The music of Peru is an amalgamation of sounds and styles drawing on Peru's Andean, Spanish, and African roots. Andean influences can perhaps be best heard in wind instruments and the shape of the melodies, while the African influences can be heard in the rhythm and percussion instruments, and European influences can be heard in the harmonies and stringed instruments. Pre-Columbian Andean music was played on drums and wind instruments, not unlike the European pipe and tabor tradition. Andean tritonic and pentatonic scales were elaborated during the colonial period into hexatonic, and in some cases, diatonic scales.

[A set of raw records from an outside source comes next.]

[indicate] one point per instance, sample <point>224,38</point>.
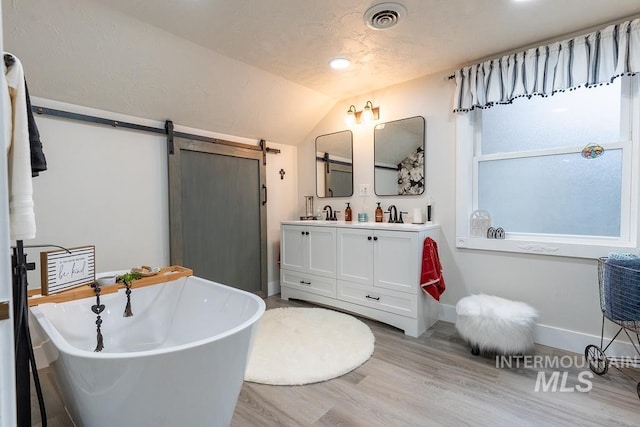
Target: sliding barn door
<point>217,198</point>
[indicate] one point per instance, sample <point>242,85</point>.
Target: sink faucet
<point>393,215</point>
<point>330,214</point>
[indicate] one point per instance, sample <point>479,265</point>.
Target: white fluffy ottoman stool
<point>494,324</point>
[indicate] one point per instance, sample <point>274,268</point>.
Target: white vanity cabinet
<point>308,249</point>
<point>380,258</point>
<point>307,259</point>
<point>376,266</point>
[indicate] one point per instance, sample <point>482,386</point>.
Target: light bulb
<point>367,113</point>
<point>350,118</point>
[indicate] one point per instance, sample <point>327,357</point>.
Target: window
<point>528,164</point>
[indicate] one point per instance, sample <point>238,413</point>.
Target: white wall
<point>564,290</point>
<point>107,187</point>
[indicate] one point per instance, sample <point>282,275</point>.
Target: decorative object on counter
<point>67,269</point>
<point>107,280</point>
<point>166,274</point>
<point>417,216</point>
<point>480,223</point>
<point>98,308</point>
<point>495,233</point>
<point>308,201</point>
<point>318,344</point>
<point>127,308</point>
<point>347,213</point>
<point>393,214</point>
<point>379,214</point>
<point>145,271</point>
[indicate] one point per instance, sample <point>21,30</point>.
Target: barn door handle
<point>4,310</point>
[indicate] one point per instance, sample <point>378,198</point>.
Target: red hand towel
<point>431,278</point>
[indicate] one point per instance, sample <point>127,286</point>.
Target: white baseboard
<point>563,339</point>
<point>273,288</point>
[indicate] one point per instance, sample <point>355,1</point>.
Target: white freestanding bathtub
<point>178,361</point>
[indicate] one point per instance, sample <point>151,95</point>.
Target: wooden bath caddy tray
<point>166,274</point>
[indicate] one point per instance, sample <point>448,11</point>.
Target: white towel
<point>14,107</point>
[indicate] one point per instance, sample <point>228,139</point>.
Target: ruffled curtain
<point>593,59</point>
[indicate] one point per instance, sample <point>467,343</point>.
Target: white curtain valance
<point>593,59</point>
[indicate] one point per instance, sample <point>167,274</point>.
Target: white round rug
<point>295,346</point>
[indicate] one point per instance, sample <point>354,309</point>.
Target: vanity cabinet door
<point>293,248</point>
<point>321,250</point>
<point>355,255</point>
<point>396,256</point>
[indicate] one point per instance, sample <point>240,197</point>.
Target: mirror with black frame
<point>334,164</point>
<point>399,164</point>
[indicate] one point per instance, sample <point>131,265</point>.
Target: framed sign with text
<point>62,270</point>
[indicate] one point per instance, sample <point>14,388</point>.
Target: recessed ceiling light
<point>340,63</point>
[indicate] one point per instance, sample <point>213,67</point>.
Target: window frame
<point>468,132</point>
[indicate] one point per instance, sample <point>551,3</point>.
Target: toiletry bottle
<point>379,214</point>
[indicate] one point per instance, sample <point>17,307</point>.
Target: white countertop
<point>367,225</point>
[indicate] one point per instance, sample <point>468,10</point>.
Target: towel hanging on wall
<point>14,101</point>
<point>431,278</point>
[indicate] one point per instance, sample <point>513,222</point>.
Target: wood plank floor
<point>428,381</point>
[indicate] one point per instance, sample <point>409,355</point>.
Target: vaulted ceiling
<point>296,39</point>
<point>259,68</point>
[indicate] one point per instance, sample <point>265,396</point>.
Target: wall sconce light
<point>368,114</point>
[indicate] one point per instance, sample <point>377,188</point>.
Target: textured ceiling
<point>295,39</point>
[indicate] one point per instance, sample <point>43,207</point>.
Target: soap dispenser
<point>379,214</point>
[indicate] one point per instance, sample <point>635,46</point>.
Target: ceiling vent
<point>384,15</point>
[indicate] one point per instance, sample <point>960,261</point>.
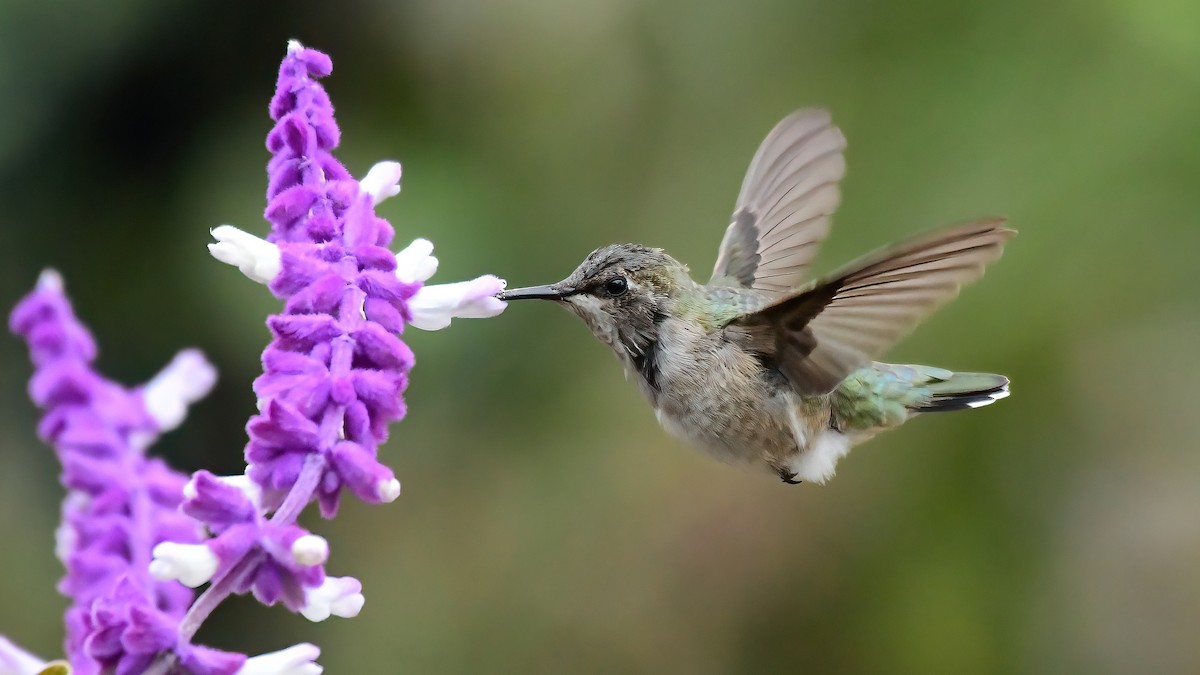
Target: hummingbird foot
<point>789,477</point>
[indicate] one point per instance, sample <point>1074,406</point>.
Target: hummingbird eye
<point>616,286</point>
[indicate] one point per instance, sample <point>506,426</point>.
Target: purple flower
<point>120,503</point>
<point>136,535</point>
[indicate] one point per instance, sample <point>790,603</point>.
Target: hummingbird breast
<point>709,390</point>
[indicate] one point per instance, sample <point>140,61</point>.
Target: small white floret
<point>417,262</point>
<point>241,482</point>
<point>49,280</point>
<point>257,258</point>
<point>297,659</point>
<point>388,490</point>
<point>382,181</point>
<point>310,549</point>
<point>187,378</point>
<point>191,565</point>
<point>433,306</point>
<point>337,596</point>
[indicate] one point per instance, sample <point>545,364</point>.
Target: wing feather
<point>819,336</point>
<point>784,209</point>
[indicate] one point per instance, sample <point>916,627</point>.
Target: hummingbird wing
<point>783,211</point>
<point>822,334</point>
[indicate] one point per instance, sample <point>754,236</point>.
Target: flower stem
<point>225,585</point>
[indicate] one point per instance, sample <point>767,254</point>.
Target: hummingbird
<point>763,365</point>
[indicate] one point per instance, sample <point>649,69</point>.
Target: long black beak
<point>550,292</point>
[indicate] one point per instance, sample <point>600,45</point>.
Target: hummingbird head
<point>622,292</point>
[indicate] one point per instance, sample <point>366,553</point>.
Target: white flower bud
<point>417,262</point>
<point>382,181</point>
<point>310,549</point>
<point>191,565</point>
<point>388,490</point>
<point>257,258</point>
<point>252,490</point>
<point>337,596</point>
<point>185,380</point>
<point>433,306</point>
<point>297,659</point>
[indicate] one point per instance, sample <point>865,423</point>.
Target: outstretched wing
<point>821,335</point>
<point>784,208</point>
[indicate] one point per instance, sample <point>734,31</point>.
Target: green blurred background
<point>547,524</point>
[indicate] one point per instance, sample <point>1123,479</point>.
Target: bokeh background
<point>547,524</point>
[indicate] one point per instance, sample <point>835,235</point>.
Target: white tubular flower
<point>297,659</point>
<point>388,490</point>
<point>433,306</point>
<point>16,661</point>
<point>417,262</point>
<point>187,378</point>
<point>257,258</point>
<point>310,549</point>
<point>191,565</point>
<point>339,596</point>
<point>382,181</point>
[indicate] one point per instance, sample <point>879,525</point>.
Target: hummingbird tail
<point>963,390</point>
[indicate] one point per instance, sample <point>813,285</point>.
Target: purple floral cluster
<point>138,536</point>
<point>120,502</point>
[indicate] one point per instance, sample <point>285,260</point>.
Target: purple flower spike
<point>138,536</point>
<point>120,502</point>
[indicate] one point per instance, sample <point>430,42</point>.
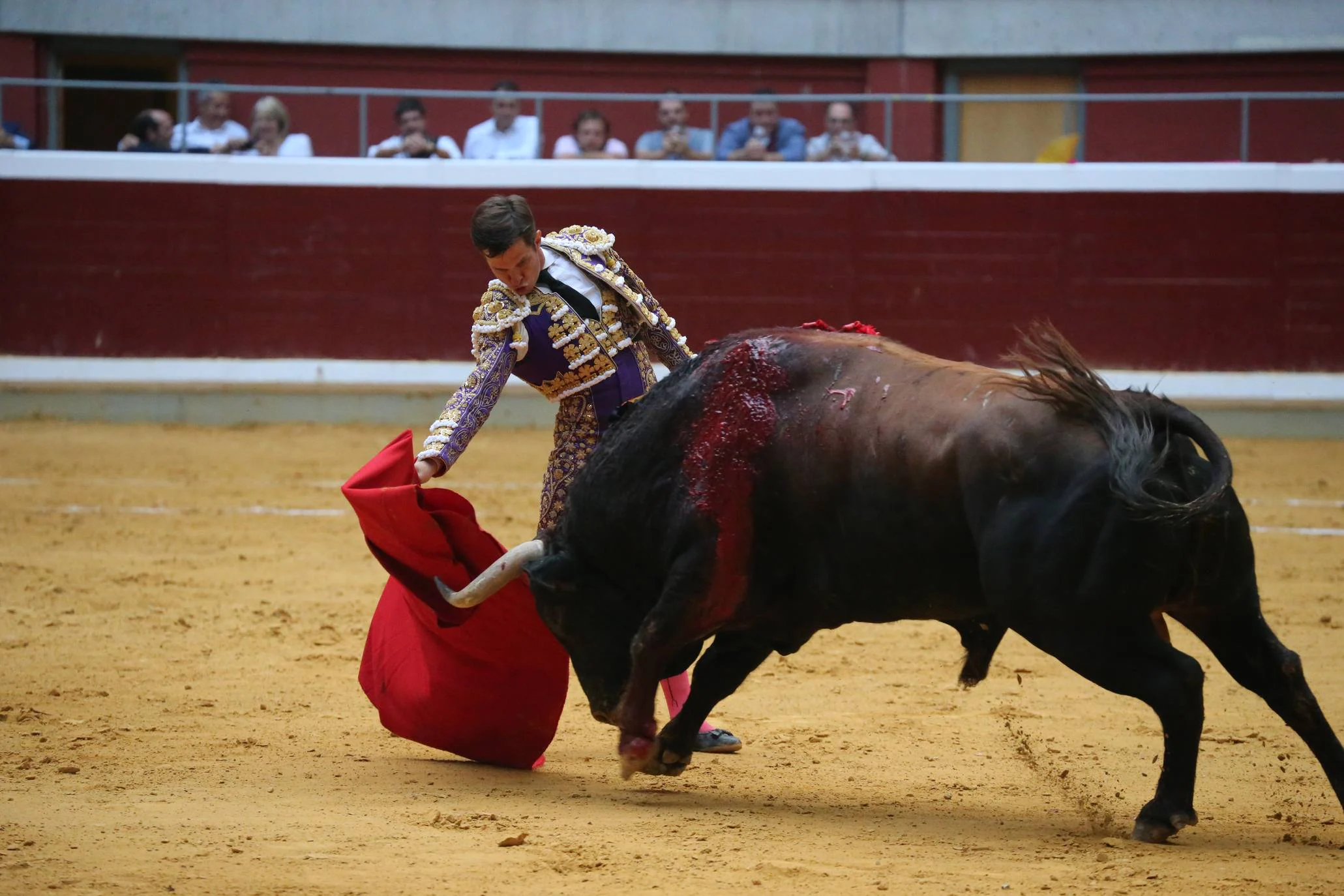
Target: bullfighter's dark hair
<point>501,220</point>
<point>408,104</point>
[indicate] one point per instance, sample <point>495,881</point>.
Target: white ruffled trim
<point>501,323</point>
<point>584,386</point>
<point>586,357</point>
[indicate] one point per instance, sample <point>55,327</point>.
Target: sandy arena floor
<point>179,712</point>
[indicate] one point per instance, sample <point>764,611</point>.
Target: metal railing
<point>889,101</point>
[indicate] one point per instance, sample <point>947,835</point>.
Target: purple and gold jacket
<point>546,343</point>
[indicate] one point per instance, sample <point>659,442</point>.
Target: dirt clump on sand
<point>182,616</point>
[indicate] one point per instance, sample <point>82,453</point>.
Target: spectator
<point>764,136</point>
<point>271,133</point>
<point>675,140</point>
<point>591,139</point>
<point>414,142</point>
<point>842,143</point>
<point>211,127</point>
<point>151,130</point>
<point>507,135</point>
<point>12,136</point>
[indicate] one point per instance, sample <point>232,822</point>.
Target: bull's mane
<point>1053,371</point>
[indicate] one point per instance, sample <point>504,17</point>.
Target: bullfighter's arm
<point>659,331</point>
<point>466,413</point>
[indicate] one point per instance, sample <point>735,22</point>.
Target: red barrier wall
<point>333,123</point>
<point>1182,281</point>
<point>1281,130</point>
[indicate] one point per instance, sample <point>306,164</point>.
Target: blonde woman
<point>271,133</point>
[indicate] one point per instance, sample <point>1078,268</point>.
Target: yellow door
<point>1012,130</point>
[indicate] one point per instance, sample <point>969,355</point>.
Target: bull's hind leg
<point>980,637</point>
<point>1259,661</point>
<point>719,672</point>
<point>1128,657</point>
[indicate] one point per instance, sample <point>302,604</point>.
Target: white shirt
<point>567,273</point>
<point>569,145</point>
<point>522,140</point>
<point>202,138</point>
<point>291,145</point>
<point>570,275</point>
<point>444,144</point>
<point>870,149</point>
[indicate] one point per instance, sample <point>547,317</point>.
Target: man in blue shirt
<point>764,136</point>
<point>675,140</point>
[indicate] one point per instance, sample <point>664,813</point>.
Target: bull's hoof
<point>717,741</point>
<point>1151,829</point>
<point>636,754</point>
<point>674,764</point>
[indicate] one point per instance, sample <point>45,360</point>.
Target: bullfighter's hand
<point>426,471</point>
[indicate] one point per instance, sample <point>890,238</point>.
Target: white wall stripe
<point>443,376</point>
<point>919,176</point>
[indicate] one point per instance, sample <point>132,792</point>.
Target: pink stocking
<point>675,691</point>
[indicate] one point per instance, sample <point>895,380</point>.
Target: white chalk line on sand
<point>1294,530</point>
<point>257,509</point>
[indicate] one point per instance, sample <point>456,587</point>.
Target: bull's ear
<point>556,573</point>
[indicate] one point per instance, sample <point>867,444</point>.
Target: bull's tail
<point>1129,421</point>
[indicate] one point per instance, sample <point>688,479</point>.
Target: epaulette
<point>500,309</point>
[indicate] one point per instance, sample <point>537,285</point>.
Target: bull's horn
<point>503,571</point>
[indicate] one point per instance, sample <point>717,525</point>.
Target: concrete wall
<point>918,29</point>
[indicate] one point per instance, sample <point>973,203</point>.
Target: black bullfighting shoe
<point>717,741</point>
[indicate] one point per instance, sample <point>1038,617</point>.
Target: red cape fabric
<point>487,683</point>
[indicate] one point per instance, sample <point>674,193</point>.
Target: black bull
<point>789,481</point>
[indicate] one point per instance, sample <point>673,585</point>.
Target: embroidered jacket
<point>546,343</point>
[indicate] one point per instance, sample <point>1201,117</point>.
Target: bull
<point>794,480</point>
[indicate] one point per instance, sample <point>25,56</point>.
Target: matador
<point>566,315</point>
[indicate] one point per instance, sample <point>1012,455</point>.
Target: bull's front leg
<point>672,625</point>
<point>635,713</point>
<point>719,672</point>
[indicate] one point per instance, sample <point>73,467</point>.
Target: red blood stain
<point>852,327</point>
<point>846,395</point>
<point>738,421</point>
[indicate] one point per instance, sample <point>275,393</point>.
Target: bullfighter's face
<point>591,622</point>
<point>519,265</point>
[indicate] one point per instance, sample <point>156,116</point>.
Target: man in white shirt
<point>414,142</point>
<point>505,135</point>
<point>843,142</point>
<point>211,127</point>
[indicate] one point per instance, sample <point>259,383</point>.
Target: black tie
<point>577,300</point>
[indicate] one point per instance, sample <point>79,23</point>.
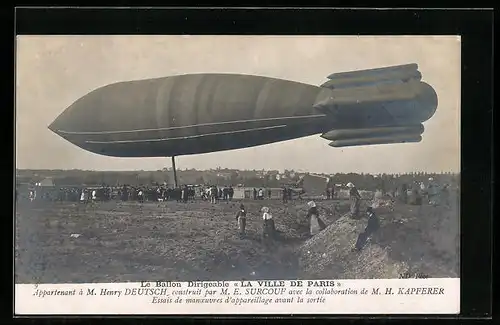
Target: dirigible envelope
<point>200,113</point>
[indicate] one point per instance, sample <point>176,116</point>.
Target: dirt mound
<point>412,240</point>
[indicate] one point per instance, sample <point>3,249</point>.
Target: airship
<point>200,113</point>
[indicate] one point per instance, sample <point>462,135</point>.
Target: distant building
<point>47,182</point>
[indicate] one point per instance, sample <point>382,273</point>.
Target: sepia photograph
<point>236,158</point>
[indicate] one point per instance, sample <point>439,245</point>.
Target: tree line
<point>231,177</point>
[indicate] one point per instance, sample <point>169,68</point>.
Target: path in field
<point>199,241</point>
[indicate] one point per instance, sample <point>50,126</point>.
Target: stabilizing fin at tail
<point>377,106</point>
<point>394,74</point>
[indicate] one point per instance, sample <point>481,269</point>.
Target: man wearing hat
<point>354,197</point>
<point>268,227</point>
<point>241,218</point>
<point>315,223</point>
<point>372,226</point>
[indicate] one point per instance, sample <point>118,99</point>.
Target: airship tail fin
<point>379,112</point>
<point>373,136</point>
<point>391,75</point>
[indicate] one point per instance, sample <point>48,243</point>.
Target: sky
<point>54,71</point>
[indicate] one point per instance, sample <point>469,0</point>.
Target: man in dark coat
<point>372,226</point>
<point>241,218</point>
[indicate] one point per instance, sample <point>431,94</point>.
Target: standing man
<point>241,218</point>
<point>355,198</point>
<point>372,226</point>
<point>315,223</point>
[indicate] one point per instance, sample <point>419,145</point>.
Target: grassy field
<point>121,242</point>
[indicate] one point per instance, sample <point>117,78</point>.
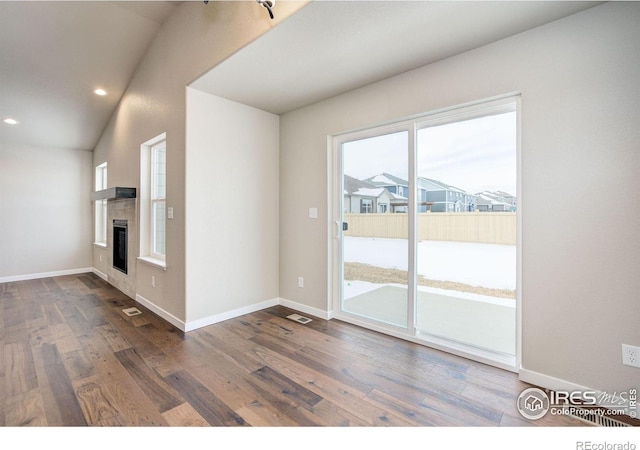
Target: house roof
<point>352,184</point>
<point>435,185</point>
<point>493,198</point>
<point>386,179</point>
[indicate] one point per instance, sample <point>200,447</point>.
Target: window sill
<point>153,262</point>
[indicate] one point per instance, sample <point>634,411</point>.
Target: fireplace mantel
<point>113,193</point>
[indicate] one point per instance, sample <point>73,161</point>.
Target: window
<point>101,207</point>
<point>366,206</point>
<point>153,191</point>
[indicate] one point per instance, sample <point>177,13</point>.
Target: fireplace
<point>120,245</point>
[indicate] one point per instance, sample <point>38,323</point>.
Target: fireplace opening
<point>120,245</point>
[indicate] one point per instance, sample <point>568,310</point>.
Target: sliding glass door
<point>427,229</point>
<point>375,244</point>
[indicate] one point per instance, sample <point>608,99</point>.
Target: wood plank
<point>20,375</point>
<point>61,386</point>
<point>124,393</point>
<point>301,395</point>
<point>212,409</point>
<point>184,415</point>
<point>96,403</point>
<point>337,393</point>
<point>113,338</point>
<point>65,340</point>
<point>156,389</point>
<point>25,410</point>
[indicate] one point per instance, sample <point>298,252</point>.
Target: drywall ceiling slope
<point>53,54</point>
<point>331,47</point>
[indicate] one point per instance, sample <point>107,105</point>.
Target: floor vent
<point>131,311</point>
<point>595,416</point>
<point>298,318</point>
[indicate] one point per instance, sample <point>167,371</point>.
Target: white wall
<point>45,211</point>
<point>191,41</point>
<point>580,163</point>
<point>231,207</point>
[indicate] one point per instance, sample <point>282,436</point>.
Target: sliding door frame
<point>335,198</point>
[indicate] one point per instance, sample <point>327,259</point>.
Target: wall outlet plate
<point>630,355</point>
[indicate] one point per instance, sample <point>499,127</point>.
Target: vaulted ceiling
<point>331,47</point>
<point>53,54</point>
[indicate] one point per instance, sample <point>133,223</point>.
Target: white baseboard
<point>104,276</point>
<point>35,276</point>
<point>305,309</point>
<point>205,321</point>
<point>173,320</point>
<point>549,382</point>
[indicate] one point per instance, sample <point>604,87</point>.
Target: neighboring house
<point>397,187</point>
<point>361,197</point>
<point>436,196</point>
<point>496,201</point>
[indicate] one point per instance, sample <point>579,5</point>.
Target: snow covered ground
<point>486,265</point>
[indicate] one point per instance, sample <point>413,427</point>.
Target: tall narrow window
<point>158,199</point>
<point>153,191</point>
<point>101,206</point>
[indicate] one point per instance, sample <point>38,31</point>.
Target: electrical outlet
<point>630,355</point>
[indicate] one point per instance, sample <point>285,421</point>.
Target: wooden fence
<point>478,227</point>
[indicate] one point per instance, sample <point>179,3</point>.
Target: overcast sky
<point>474,155</point>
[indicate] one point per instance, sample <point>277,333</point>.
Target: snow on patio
<point>486,265</point>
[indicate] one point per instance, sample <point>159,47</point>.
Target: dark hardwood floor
<point>71,357</point>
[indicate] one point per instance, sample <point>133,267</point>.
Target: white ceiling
<point>331,47</point>
<point>53,54</point>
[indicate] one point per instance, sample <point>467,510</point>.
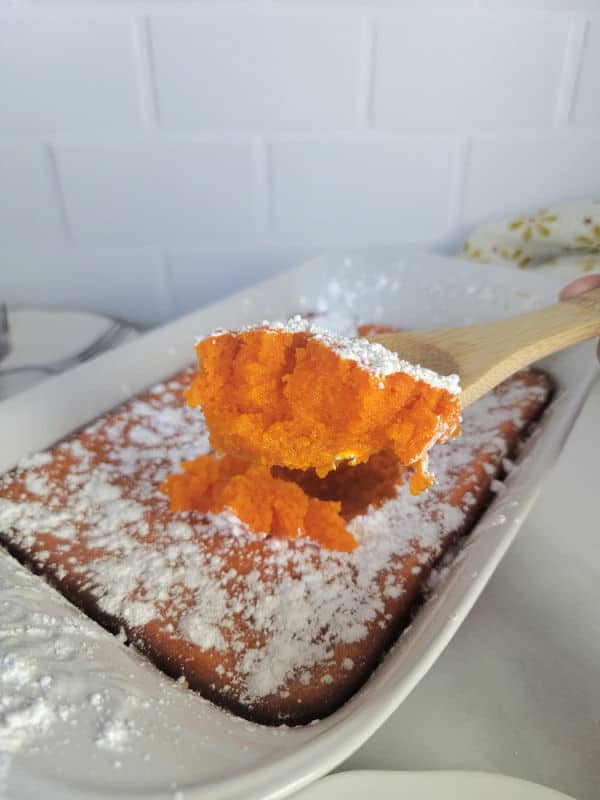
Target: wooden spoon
<point>484,355</point>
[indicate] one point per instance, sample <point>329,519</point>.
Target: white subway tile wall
<point>157,155</point>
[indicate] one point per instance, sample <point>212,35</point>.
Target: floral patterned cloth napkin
<point>564,240</point>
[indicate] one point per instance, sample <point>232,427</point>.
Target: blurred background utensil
<point>106,340</point>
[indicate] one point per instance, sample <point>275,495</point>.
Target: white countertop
<point>518,689</point>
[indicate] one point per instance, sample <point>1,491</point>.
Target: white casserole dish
<point>115,726</point>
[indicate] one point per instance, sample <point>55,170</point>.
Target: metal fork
<point>109,338</point>
<point>4,332</point>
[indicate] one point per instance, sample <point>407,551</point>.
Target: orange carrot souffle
<point>299,397</point>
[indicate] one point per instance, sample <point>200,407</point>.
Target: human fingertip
<point>583,284</point>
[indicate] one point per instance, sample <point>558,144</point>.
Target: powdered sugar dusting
<point>272,611</point>
<point>370,356</point>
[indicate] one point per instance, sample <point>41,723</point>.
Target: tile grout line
<point>263,212</point>
<point>568,81</point>
<point>165,284</point>
<point>366,73</point>
<point>146,72</point>
<point>58,192</point>
<point>457,190</point>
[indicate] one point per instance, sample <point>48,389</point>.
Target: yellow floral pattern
<point>534,224</point>
<point>563,239</point>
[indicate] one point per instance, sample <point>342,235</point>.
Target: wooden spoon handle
<point>487,354</point>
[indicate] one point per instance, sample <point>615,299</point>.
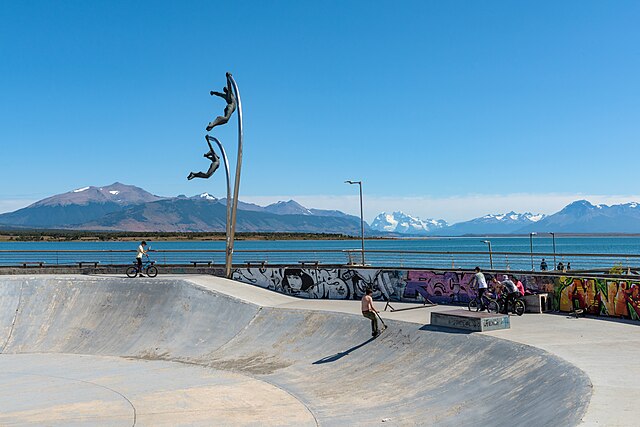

The earliest printed polyphonic music in Peru, indeed anywhere in the Americas, was "Hanacpachap cussicuinin," composed or collected by Juan Pérez Bocanegra and printed in 1631.

Peruvian music is dominated by the national instrument, the charango. The charango is member of the lute family of instruments and was invented during the Viceroyalty of Peru by musicians imitating the Spanish vihuela. In the Canas and Titicaca regions, the charango is used in courtship rituals, symbolically invoking mermaids with the instrument to lure the woman to the male performers. Until the 1960s, the charango was denigrated as an instrument of the rural poor. After the revolution in 1959, which built upon the Indigenismo movement (1910–1940), the charango was popularized among other performers. Variants include the walaycho, chillador, chinlili, and the larger and lower-tuned charangon.